9) Cross-scale / multi-level consistency
What it is:
Descriptions of choice at different levels—such as moment-to-moment decisions, menu-level choice behavior, and aggregate choice patterns for a single agent over time—do not conflict with one another. When multiple representations of individual choice are used (e.g., static vs. dynamic choice, deterministic vs. stochastic choice), the relationships between these levels must be explicit and coherent. Higher-level summaries of choice behavior must be derivable from, or at least compatible with, the underlying choice rules assumed at the micro level.
Typical failure:
The model’s representations of choice at different levels contradict each other. Common failures include specifying stable preferences at the individual level while deriving aggregate choice patterns that imply systematic preference reversals; modeling dynamic choice behavior that, when collapsed into a static representation, violates the original choice axioms; or assuming consistent revealed preferences over time while introducing state-dependent or context-dependent choice rules without reconciliation. In these cases, the higher-level description of choice demands behavior that the lower-level choice rules cannot produce, signaling a cross-level inconsistency within the choice framework.

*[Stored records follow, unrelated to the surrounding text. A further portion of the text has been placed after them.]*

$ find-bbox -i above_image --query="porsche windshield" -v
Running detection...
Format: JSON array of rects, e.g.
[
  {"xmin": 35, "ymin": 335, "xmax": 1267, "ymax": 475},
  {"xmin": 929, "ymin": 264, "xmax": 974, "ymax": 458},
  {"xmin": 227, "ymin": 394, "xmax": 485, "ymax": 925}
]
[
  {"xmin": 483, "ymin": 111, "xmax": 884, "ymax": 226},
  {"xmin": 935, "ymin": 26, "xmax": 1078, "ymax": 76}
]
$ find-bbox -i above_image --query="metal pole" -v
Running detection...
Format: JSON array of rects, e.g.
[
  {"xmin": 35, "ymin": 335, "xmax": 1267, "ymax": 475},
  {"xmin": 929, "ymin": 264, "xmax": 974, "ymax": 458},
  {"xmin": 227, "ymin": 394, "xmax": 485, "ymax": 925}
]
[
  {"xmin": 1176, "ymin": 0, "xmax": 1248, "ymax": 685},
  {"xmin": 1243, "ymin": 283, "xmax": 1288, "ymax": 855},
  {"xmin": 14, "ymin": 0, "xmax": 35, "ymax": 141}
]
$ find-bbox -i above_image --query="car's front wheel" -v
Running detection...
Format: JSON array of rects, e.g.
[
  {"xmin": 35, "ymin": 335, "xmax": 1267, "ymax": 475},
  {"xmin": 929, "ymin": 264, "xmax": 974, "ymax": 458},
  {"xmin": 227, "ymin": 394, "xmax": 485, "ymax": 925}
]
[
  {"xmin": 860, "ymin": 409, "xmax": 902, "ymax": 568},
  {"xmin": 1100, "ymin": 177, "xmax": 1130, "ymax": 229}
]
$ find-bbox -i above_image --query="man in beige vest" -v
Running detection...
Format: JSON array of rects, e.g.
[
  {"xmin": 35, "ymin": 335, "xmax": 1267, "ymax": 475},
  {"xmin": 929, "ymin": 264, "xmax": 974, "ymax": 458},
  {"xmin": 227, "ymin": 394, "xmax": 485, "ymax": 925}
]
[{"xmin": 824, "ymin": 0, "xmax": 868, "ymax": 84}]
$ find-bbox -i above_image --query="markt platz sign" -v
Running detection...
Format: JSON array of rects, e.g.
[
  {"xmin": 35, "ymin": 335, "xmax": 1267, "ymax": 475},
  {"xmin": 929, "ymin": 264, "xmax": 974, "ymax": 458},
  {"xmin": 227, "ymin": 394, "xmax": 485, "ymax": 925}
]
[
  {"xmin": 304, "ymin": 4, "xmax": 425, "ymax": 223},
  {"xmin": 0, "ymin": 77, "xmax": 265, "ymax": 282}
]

10) Numerical / discretization consistency
What it is:
When computational or numerical methods are used to analyze choice problems—such as discretizing choice sets, approximating utility functions, or simulating stochastic choice—the numerical representation must preserve the core constraints and properties of the underlying choice theory. Feasibility, budget balance, probability normalization, and preference orderings must not be violated by the discretization or algorithm. As approximations are refined, numerical results should converge toward the predictions of the theoretical choice model.
Typical failure:
The numerical implementation introduces artifacts that contradict the theory. Common failures include discretized choice sets that eliminate feasible optima; simulated choice probabilities that become negative or fail to sum to one; or numerical maximization routines that select dominated options due to coarse grids or rounding error. Another frequent error is approximating a continuous preference or constraint structure with a discrete one that breaks monotonicity or convexity assumptions relied upon by the theory. In these cases, the numerical results no longer faithfully represent the underlying choice model, and apparent conclusions reflect computational inconsistency rather than properties of choice itself.